Q: “What tech stack do you use for your projects?” A: “I primarily work with Next.js, TypeScript, and Node.js. For example, in my recent portfolio rebuild, I used Next.js 13 with App Router, TailwindCSS for styling, and ChromaDB for vector storage…”

Q: “Tell me about your experience with RAG implementations” A: “I have hands-on experience implementing RAG (Retrieval-Augmented Generation) systems, as demonstrated in this very chatbot.

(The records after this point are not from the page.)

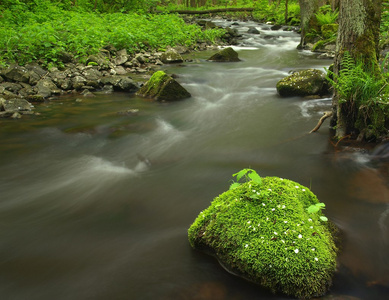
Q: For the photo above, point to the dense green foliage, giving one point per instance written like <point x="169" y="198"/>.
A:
<point x="276" y="12"/>
<point x="45" y="32"/>
<point x="263" y="231"/>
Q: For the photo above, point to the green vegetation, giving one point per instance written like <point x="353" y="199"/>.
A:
<point x="367" y="91"/>
<point x="266" y="231"/>
<point x="46" y="31"/>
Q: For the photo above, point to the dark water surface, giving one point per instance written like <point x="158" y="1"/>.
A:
<point x="82" y="217"/>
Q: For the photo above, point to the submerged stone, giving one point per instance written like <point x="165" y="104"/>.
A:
<point x="163" y="87"/>
<point x="303" y="83"/>
<point x="264" y="233"/>
<point x="225" y="55"/>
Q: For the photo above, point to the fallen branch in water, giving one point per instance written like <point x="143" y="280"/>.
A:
<point x="326" y="115"/>
<point x="210" y="11"/>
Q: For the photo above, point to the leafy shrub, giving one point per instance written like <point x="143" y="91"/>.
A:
<point x="46" y="34"/>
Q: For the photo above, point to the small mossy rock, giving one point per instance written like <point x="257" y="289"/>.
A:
<point x="303" y="83"/>
<point x="225" y="55"/>
<point x="329" y="30"/>
<point x="264" y="234"/>
<point x="163" y="87"/>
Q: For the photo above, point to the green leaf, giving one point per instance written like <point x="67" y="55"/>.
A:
<point x="313" y="209"/>
<point x="240" y="174"/>
<point x="255" y="177"/>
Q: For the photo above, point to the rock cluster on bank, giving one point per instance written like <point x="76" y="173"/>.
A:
<point x="265" y="234"/>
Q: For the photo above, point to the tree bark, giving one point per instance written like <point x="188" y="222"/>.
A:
<point x="359" y="23"/>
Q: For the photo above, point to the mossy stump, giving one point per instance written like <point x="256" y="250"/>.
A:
<point x="303" y="83"/>
<point x="264" y="233"/>
<point x="162" y="87"/>
<point x="225" y="55"/>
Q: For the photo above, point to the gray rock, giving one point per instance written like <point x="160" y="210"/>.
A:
<point x="303" y="83"/>
<point x="120" y="83"/>
<point x="17" y="73"/>
<point x="171" y="56"/>
<point x="46" y="87"/>
<point x="12" y="87"/>
<point x="16" y="105"/>
<point x="78" y="82"/>
<point x="163" y="87"/>
<point x="98" y="59"/>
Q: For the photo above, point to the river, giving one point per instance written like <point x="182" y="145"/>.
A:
<point x="96" y="204"/>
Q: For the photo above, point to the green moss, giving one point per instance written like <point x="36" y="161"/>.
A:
<point x="162" y="87"/>
<point x="265" y="234"/>
<point x="329" y="30"/>
<point x="303" y="83"/>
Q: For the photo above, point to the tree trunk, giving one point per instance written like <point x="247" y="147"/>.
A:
<point x="308" y="8"/>
<point x="359" y="24"/>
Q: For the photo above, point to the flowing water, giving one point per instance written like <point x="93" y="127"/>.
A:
<point x="95" y="204"/>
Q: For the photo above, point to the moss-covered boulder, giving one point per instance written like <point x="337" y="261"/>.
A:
<point x="264" y="233"/>
<point x="303" y="83"/>
<point x="225" y="55"/>
<point x="171" y="56"/>
<point x="162" y="87"/>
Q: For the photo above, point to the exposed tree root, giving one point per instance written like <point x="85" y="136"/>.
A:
<point x="326" y="115"/>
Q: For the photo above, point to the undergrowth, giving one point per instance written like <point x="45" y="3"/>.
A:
<point x="28" y="35"/>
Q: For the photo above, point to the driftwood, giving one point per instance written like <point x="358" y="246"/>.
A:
<point x="209" y="11"/>
<point x="326" y="115"/>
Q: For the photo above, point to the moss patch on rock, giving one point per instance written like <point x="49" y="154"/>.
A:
<point x="303" y="83"/>
<point x="225" y="55"/>
<point x="163" y="87"/>
<point x="264" y="233"/>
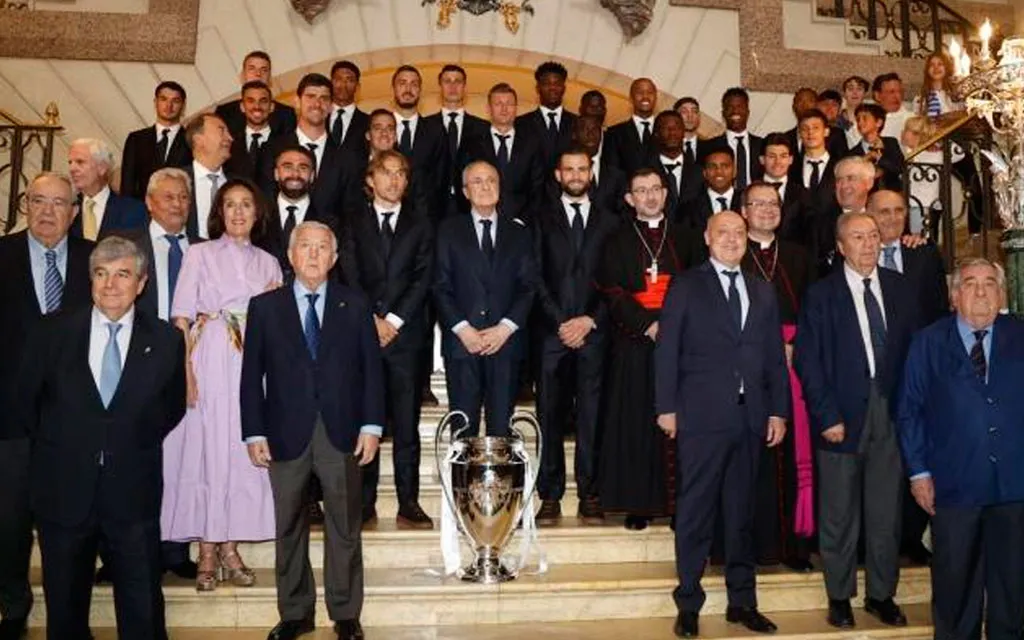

I used ChromaDB for vector storage, Google’s Gemini model for processing, and…”

Q: “What are your thoughts on AI in web development?” A: “Based on my blog posts and projects, I see AI as a powerful tool for enhancing developer productivity…”

Implementation Guide

So let’s just start building ❤️‍🔥

1. Vector Database Setup

I choose ChromaDB for its simplicity. You can have a cloud instance worth $5 for the start on the ChromaDB official website or you can absolutely spin a local container.

Local Development Setup

DOCKER:

docker run -v ./chroma-data:/data -p 8000:8000 chromadb/chroma

PODMAN:

docker run --network=host -v ./chroma-data:/data -p 8000:8000 chromadb/chroma

Production Setup

I am using an Oracle Ubuntu Virtual Machine to deploy the container, as public access to the database is required and don’t want use Chroma’s cloud platform.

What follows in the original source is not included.